Every morning when our kids come downstairs, the dog was running up to them and barking and doing the same thing you describe on the couch nipping at their feet. The dog REALLY wants them to play. So now, every morning before the kids even wake up, I put treats and toys on the stairs so they are armed and ready to go when the pup comes at them. They are instructed to not come downstairs calling for the dog and trying to get him all wired up though. They ignore the dog until he comes to them. Once the dog comes at them, they call him over to pantry "Come on Samson let's get a treat!" The dog will follow them and they do a couple of commands that he has mastered like sit and shake with the dog and get some treats and he comes out of his "craze". Funny how he is a perfect angel right next to the pantry door! When he is crazy, the girls have toys to put in his mouth quick (always have two toys!) It has gotten MUCH better over the last couple of weeks. Samson "helps" me take the girls to school every morning and he sits so nicely between them usually laying his head calmly on one of their laps so I know he loves them. But when they are walking through the house, their little legs must look like a piece of chicken because he goes for them every time! LOL 

I give my kids treats to put in their pockets everyday to keep engaging him in some commands and to calm him down. Every time I do the laundry, I find treats in all of our pants pockets! It gets better and the trainer that evaluated our dog said he is completely normal and that it is much better than some of the GSD's that he sees that actually hide from kids. Count our blessings, right? By the way, our dog loves frozen carrots, ice cubes, marrow bones, and bully sticks to keep his mouth busy while he is awake but when we can't play with him.

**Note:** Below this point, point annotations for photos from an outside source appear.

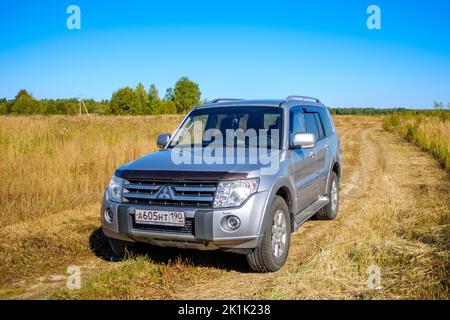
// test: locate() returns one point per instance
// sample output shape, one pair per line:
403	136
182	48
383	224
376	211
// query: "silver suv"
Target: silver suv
236	175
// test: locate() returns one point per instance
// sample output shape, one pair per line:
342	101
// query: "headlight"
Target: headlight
114	191
234	193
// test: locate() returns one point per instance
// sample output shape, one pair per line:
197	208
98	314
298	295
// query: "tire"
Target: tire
120	248
268	257
329	212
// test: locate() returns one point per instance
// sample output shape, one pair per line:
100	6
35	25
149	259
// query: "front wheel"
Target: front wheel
272	253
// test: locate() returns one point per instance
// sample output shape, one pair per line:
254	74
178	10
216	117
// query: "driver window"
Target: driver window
297	122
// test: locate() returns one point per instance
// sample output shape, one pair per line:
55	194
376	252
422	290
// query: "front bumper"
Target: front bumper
204	233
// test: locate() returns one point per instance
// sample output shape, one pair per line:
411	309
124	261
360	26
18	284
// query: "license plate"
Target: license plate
156	217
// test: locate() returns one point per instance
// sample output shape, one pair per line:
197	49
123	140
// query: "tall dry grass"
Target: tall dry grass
49	164
430	132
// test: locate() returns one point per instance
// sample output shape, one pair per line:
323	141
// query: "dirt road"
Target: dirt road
392	231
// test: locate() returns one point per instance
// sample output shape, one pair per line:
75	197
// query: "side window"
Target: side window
311	125
319	126
297	122
326	121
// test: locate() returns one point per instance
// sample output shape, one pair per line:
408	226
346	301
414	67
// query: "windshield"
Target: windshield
231	127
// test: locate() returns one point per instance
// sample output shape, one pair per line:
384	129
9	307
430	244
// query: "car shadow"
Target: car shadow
99	245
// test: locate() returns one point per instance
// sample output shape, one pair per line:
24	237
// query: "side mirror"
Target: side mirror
304	140
162	140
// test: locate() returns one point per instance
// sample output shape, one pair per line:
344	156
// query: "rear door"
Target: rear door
322	148
304	163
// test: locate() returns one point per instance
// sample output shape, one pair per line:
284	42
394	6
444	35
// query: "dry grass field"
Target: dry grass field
394	215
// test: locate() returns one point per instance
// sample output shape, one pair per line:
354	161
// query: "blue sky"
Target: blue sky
245	49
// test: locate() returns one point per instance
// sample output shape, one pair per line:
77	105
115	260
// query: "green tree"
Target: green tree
167	107
141	98
24	103
169	94
186	95
123	102
155	100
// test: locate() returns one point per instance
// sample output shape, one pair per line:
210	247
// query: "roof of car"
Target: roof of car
260	103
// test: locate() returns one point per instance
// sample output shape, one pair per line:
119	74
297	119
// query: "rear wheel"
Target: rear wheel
329	212
272	253
120	248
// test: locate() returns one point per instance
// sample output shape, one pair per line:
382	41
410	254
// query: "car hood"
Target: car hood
177	164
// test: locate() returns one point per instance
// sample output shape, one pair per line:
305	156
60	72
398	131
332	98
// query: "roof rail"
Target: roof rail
302	98
224	100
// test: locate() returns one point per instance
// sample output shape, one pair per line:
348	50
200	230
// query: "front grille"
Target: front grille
169	193
187	229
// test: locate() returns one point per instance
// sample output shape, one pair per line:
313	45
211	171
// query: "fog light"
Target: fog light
233	222
109	215
230	223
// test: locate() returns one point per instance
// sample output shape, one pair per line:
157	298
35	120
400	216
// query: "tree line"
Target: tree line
180	99
125	101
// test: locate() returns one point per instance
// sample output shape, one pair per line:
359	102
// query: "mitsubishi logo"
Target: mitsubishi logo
165	193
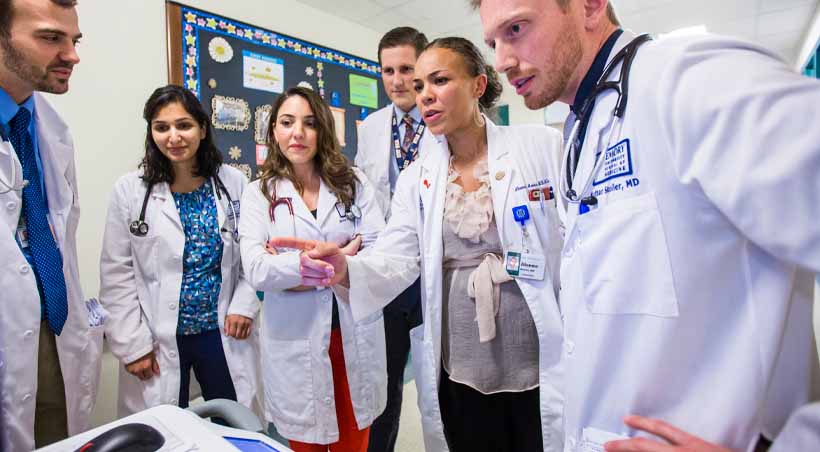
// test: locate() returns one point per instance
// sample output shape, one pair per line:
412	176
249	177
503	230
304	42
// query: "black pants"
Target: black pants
501	422
400	316
204	353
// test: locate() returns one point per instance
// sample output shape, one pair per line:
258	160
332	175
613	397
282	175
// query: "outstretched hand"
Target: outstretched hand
321	263
677	440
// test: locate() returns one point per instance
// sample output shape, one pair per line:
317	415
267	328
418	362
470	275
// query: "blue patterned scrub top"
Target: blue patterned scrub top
201	263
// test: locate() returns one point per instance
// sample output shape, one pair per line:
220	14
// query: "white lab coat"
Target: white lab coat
801	432
140	283
296	326
519	158
685	292
374	151
79	346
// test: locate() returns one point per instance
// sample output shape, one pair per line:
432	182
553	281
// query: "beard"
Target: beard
559	68
40	79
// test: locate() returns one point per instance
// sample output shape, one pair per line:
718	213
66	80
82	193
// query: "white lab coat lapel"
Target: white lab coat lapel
161	192
326	213
382	165
221	208
8	157
302	215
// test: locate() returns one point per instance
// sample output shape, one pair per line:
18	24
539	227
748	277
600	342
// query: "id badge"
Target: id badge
593	439
525	265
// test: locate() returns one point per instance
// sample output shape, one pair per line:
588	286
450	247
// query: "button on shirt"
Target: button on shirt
394	167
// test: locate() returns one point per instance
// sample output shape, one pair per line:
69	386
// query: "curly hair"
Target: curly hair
155	166
333	167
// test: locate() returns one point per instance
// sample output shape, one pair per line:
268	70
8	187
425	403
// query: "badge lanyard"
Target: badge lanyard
412	150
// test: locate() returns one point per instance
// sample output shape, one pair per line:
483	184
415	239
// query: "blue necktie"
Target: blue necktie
48	261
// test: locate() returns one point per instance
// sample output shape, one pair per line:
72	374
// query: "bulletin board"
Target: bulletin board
237	70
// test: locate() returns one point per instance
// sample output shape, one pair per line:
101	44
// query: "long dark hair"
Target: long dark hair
155	166
332	166
476	65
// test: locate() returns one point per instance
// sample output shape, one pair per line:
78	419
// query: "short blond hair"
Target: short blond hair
564	4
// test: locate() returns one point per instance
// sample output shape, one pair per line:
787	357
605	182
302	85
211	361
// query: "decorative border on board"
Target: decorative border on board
194	20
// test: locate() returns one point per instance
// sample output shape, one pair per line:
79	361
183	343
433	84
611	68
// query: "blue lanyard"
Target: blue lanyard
412	150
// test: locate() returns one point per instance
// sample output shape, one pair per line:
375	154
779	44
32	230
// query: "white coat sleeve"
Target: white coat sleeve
264	271
244	300
739	126
126	328
380	273
372	221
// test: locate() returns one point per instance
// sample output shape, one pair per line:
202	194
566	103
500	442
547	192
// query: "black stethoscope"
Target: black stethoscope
139	227
571	155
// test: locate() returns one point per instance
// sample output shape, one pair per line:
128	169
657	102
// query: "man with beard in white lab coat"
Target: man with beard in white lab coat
690	244
52	341
389	140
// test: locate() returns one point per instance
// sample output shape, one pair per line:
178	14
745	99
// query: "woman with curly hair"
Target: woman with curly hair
325	375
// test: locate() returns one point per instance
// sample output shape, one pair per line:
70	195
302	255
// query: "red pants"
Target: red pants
351	439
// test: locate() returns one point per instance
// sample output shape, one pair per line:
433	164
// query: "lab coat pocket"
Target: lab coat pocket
625	259
288	378
370	343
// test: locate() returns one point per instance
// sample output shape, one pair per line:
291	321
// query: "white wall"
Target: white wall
123	59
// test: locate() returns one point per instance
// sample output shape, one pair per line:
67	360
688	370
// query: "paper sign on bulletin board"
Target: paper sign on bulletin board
237	70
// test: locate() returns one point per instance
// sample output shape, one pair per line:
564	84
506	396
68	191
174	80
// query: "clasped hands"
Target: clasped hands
320	263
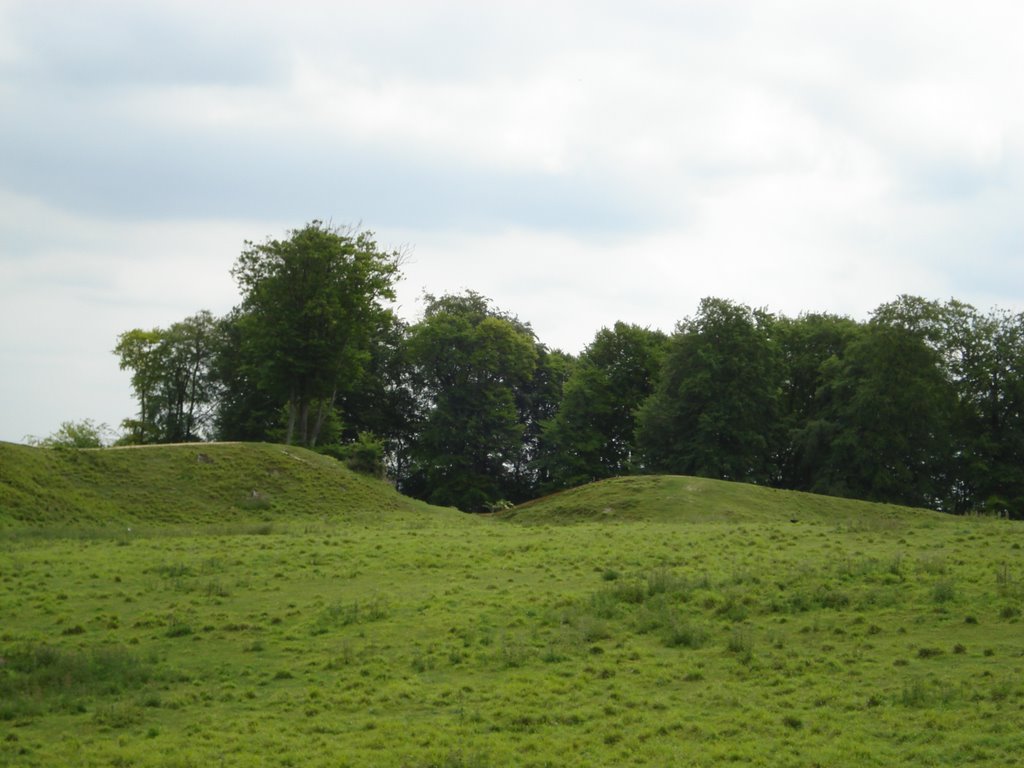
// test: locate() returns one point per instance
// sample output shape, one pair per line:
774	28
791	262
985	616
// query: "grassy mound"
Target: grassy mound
676	499
199	483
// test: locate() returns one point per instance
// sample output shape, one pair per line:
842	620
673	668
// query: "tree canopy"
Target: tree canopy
923	403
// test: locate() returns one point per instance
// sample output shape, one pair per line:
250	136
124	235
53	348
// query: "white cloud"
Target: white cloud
578	162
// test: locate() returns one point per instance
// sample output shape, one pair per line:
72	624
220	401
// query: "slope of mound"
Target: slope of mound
679	499
205	483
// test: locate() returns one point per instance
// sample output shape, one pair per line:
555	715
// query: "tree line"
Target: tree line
920	404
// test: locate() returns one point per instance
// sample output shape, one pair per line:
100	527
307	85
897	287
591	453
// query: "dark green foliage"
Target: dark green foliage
592	435
473	363
172	380
309	307
715	409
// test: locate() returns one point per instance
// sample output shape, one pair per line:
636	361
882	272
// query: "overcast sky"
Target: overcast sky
577	162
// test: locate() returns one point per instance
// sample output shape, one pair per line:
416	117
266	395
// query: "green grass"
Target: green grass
696	627
227	484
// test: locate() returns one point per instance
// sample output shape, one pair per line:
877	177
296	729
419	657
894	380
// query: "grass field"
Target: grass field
261	606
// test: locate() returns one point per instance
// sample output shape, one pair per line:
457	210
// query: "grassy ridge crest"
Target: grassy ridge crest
684	499
204	483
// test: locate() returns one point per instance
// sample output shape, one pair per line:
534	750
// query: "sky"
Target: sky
579	163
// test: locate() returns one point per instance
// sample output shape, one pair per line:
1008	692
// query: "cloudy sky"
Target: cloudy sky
577	162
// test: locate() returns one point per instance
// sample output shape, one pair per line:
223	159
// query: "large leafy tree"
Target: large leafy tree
890	417
309	305
810	346
171	378
714	411
472	361
592	435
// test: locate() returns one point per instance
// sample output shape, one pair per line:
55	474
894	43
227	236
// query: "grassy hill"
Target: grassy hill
675	622
195	483
678	499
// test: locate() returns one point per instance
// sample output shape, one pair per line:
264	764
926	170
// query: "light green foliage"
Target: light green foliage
75	434
643	622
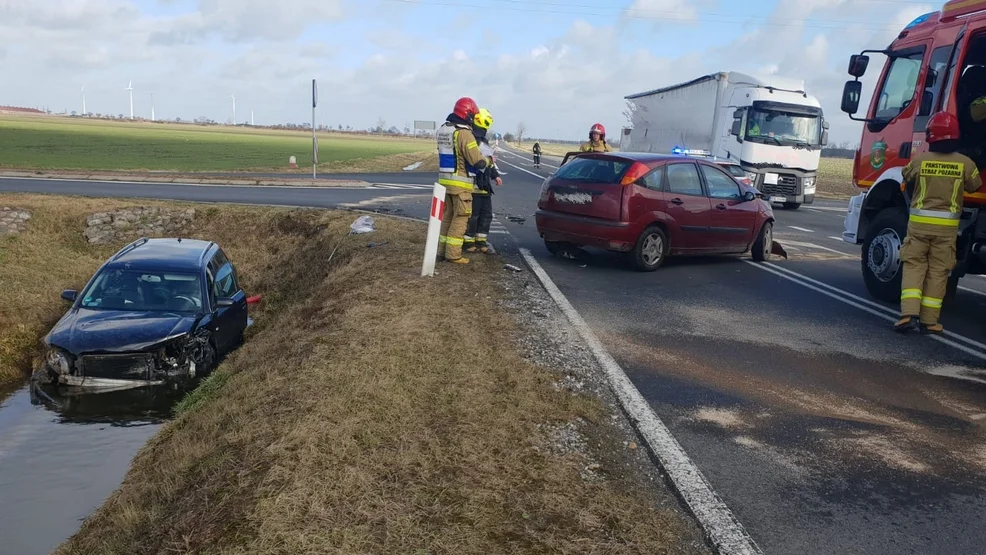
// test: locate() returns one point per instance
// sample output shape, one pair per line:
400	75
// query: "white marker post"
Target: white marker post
314	138
434	230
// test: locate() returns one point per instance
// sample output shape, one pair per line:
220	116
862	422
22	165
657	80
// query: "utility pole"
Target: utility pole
314	138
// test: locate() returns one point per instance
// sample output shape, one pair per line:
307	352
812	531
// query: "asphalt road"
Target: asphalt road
822	430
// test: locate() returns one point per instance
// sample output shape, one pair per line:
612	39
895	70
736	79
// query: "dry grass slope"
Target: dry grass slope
360	417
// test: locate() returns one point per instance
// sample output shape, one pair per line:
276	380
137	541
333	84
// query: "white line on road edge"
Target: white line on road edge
865	305
524	158
724	531
524	170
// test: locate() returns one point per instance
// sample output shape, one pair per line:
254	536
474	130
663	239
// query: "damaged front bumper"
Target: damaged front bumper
171	361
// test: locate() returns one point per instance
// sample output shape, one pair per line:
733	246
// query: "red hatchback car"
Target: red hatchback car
651	206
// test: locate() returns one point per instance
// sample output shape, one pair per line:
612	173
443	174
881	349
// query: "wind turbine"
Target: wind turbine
130	88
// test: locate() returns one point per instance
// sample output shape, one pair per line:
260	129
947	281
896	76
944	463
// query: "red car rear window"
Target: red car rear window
592	170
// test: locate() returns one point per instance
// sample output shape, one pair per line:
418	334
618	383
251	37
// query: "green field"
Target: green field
835	178
62	143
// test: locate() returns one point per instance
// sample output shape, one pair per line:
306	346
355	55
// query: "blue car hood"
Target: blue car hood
87	331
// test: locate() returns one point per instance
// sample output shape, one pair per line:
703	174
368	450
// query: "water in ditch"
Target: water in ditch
62	455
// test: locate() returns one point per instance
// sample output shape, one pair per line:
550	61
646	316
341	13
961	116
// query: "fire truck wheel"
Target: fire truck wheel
882	270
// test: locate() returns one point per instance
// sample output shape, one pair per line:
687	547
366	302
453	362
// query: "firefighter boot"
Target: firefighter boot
906	324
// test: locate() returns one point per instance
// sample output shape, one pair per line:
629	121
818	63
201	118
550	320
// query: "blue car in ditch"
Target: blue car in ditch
159	311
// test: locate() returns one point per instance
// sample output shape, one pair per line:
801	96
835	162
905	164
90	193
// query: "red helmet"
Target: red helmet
465	108
943	126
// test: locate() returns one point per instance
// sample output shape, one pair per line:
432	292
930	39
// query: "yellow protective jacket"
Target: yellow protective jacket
939	181
459	157
595	146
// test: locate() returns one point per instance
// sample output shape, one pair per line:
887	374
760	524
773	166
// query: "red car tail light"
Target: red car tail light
636	171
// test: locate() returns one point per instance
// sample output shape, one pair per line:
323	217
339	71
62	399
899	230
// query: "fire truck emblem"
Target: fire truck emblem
878	155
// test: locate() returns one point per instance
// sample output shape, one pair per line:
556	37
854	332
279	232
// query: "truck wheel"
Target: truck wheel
651	250
761	247
882	269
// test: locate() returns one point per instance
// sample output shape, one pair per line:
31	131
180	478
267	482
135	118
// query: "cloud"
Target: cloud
405	61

We have been working on training the kids how to interact with the dog as much as training the dog how to interact with the kids and that is paying off a lot For example, when we are playing outside, the dog wants to chase the kids. Trainer said to give the kids a rope toy/knotted towel to make sure the dog knew he was chasing "the object", not the child. I don't know how old your kids are, but we let ours feed, walk and play fetch with our dog and I usually give our dog a good hour playtime before I pick up the girls from school so he's a little worn out. Good luck and I look forward to seeing our dogs "grow up together" on the internet!


----------



## sourdough44 (Oct 26, 2013)

Doesn't anybody here know how to stop a dog/puppy from biting?? When the nipping gets strong & more serious it's time for a measured response.

A relative had a litter of pups(not G.S.) last Summer, they kept 2 and had the Mom too. He told me how one pup bit him hard when it got older. One FIRM correction and never to done again.

This stuffing a chew toy in the mouth or calling for more exercise is falling short of what needs to be done. Penning up to avoid contact isn't the answer either. They will need to be trusted with all family members eventually.

Time for a coffee refill.


----------



## Danny G (Feb 22, 2014)

Thank you everybody, for your help on this issue. 

I see that there is an array of different opinions on how to tackle this issue but I appreciate the input from everyone.


----------



## Danny G (Feb 22, 2014)

Sourdough, can you be a little more specific on your corrective measures?



sourdough44 said:


> Doesn't anybody here know how to stop a dog/puppy from biting?? When the nipping gets strong & more serious it's time for a measured response.
> 
> A relative had a litter of pups(not G.S.) last Summer, they kept 2 and had the Mom too. He told me how one pup bit him hard when it got older. One FIRM correction and never to done again.
> 
> ...


----------



## Castlemaid (Jun 29, 2006)

How come when someone asks for puppy biting help, 20 people post excellent information on how to deal with puppy biting, but the one post that said "I scruffed, gave the dog a correction that he'll never forget" is the one that gets all the attention?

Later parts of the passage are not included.